The so-called dictionary attacks he mounted using lists of more than 20 million passwords culled from previous website hacks had worked well. Augmented with programming rules that substituted letters for numbers or combined two or more words in his lists, his attacks revealed Stratfor passwords such as "pinkyandthebrain", "pithecanthropus", and "moonlightshadow". Brute-force techniques trying every possible combination of letters, numbers, and special characters had also succeeded at cracking all passwords of eight or fewer characters. So the remaining 344,000 passwords, Young concluded, must be longer words or phrases few crackers had seen before.
"I was starting to run out of word lists," he recalled. "I was at a loss for words—literally."

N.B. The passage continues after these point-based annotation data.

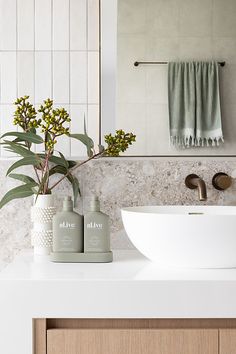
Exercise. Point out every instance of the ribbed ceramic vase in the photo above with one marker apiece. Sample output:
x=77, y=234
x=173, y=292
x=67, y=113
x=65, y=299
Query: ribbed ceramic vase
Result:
x=42, y=213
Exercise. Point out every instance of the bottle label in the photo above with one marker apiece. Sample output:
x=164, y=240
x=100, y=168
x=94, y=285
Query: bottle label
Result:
x=66, y=225
x=94, y=225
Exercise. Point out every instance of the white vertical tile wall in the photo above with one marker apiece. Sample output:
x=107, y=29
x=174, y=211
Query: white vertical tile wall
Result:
x=50, y=49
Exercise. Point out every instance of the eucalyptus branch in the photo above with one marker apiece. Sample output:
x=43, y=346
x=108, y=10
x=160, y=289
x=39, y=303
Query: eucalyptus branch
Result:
x=75, y=167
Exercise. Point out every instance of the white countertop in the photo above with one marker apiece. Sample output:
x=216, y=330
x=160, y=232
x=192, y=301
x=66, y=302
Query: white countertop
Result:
x=130, y=287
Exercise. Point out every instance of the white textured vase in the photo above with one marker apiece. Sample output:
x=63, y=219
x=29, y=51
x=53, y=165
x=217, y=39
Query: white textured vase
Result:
x=41, y=215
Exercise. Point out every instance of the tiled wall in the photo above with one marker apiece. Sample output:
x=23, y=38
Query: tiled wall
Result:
x=50, y=48
x=166, y=30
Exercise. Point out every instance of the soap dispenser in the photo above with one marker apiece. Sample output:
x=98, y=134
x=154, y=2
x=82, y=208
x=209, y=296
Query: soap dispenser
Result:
x=96, y=229
x=67, y=229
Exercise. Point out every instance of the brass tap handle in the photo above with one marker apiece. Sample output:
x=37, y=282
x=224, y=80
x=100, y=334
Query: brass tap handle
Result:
x=195, y=182
x=221, y=181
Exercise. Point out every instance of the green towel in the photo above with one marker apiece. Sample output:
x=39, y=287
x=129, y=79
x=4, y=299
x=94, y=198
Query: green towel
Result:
x=194, y=104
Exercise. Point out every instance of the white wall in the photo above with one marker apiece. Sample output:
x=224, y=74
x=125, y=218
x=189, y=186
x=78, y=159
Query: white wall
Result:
x=50, y=48
x=171, y=30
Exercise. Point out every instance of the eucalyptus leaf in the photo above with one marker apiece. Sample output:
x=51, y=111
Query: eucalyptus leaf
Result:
x=76, y=189
x=29, y=136
x=73, y=180
x=23, y=178
x=17, y=148
x=66, y=164
x=31, y=160
x=18, y=192
x=56, y=159
x=71, y=163
x=86, y=140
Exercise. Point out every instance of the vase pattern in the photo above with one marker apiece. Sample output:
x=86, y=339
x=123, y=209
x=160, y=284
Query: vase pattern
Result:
x=42, y=213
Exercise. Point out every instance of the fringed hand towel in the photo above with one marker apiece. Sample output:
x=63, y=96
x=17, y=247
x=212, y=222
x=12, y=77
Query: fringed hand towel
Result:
x=194, y=104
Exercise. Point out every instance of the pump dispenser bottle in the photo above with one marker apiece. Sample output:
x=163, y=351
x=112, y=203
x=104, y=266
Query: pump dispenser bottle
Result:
x=67, y=229
x=96, y=229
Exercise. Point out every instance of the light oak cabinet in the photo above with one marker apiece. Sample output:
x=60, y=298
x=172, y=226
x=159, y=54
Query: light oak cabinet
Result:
x=144, y=336
x=227, y=341
x=131, y=341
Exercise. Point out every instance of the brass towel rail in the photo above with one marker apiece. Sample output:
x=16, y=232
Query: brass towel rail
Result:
x=137, y=63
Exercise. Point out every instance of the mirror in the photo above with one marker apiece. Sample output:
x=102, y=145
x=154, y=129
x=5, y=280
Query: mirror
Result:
x=135, y=98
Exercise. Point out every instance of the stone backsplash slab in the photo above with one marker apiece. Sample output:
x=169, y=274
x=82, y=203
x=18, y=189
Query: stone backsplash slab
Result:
x=119, y=183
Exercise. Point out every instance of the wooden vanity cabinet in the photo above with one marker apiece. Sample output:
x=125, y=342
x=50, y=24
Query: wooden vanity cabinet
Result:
x=81, y=336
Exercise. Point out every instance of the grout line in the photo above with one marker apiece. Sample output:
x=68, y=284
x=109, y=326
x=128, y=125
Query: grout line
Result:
x=60, y=103
x=69, y=35
x=52, y=57
x=49, y=50
x=16, y=56
x=87, y=61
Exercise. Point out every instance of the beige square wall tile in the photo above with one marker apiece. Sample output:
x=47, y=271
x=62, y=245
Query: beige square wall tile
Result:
x=8, y=77
x=93, y=124
x=162, y=18
x=131, y=16
x=25, y=73
x=196, y=48
x=43, y=76
x=195, y=18
x=132, y=118
x=43, y=24
x=78, y=25
x=93, y=77
x=78, y=113
x=25, y=24
x=60, y=22
x=61, y=77
x=224, y=15
x=78, y=77
x=6, y=113
x=157, y=88
x=93, y=24
x=8, y=24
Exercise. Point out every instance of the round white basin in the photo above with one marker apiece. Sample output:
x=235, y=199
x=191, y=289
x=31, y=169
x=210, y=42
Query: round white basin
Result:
x=184, y=236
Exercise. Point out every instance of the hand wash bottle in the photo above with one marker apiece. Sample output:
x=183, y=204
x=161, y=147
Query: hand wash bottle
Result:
x=67, y=229
x=96, y=229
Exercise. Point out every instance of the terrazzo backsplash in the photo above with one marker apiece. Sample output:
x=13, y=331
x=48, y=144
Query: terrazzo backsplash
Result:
x=118, y=183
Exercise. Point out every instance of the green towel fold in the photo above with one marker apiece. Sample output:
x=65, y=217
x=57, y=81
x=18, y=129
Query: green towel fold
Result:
x=194, y=104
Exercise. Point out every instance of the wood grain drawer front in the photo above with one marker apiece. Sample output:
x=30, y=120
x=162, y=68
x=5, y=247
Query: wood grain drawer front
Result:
x=132, y=341
x=227, y=341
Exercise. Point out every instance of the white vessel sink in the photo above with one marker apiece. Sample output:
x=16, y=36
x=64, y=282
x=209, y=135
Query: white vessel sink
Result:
x=184, y=236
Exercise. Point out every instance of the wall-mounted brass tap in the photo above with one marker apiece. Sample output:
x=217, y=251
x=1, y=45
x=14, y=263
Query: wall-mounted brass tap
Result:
x=221, y=181
x=195, y=182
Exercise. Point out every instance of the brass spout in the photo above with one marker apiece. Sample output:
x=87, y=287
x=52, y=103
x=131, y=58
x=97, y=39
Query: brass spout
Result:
x=195, y=182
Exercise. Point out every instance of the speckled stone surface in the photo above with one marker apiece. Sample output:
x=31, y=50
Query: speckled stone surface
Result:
x=119, y=183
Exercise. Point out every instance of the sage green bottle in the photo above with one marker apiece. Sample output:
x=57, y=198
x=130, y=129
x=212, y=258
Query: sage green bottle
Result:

He cracked the first 60 percent of the list using the freely available Hashcat and John the Ripper password-cracking programs, which ran the guesses through the same MD5 algorithm Stratfor and many other sites used to generate the one-way hashes. When the output of a guessed word matched one of the leaked Stratfor hashes, Young would have successfully cracked another password. (Security professionals call the technique an "offline" attack because guesses are never entered directly into a webpage.) Now, with his arsenal of dictionaries exhausted and the exponential increase in the time it would take to brute force passwords greater than eight characters, Young was at a dead end. In the passwords arms race, he was losing. Young knew he needed to compile new lists of words he never tried before. The question was where to find the words.
After cracking 60 percent of passwords leaked in the hack of Stratfor, Kevin Young mined the Internet for longer passphrases.
Kevin Young

A free cracking dictionary anyone can compile

Young joined forces with fellow security researcher Josh Dustin, and the cracking duo quickly settled on trying longer strings of words found online. They started small. They took a single article from USA Today, isolated select phrases, and inputted them into their password crackers. Within a few weeks, they expanded their sources to include the entire contents of Wikipedia and the first 15,000 works of Project Gutenberg, which bills itself as the largest single collection of free electronic books. Almost immediately, hashes from Stratfor and other leaks that remained uncracked for months fell. One such password was "crotalus atrox". That's the scientific name for the western diamondback rattlesnake, and it ended up in their word list courtesy of this Wikipedia article. The success was something of an epiphany for Young and Dustin.
"Rather than try a brute force that makes sense to a computer but not to people, let's use human beings because people typically make these long passwords based on things that humans use," Dustin remembered thinking. "I basically utilized the person who wrote the article on Wikipedia to put words together for us."
A crotalus atrox, aka western diamondback rattlesnake.
Almost immediately, a flood of once-stubborn passwords revealed themselves. They included: "Am i ever gonna see your face again?" (36 characters), "in the beginning was the word" (29 characters), "from genesis to revelations" (26), "I cant remember anything" (24), "thereisnofatebutwhatwemake" (26), "givemelibertyorgivemedeath" (26), and "eastofthesunwestofthemoon" (25).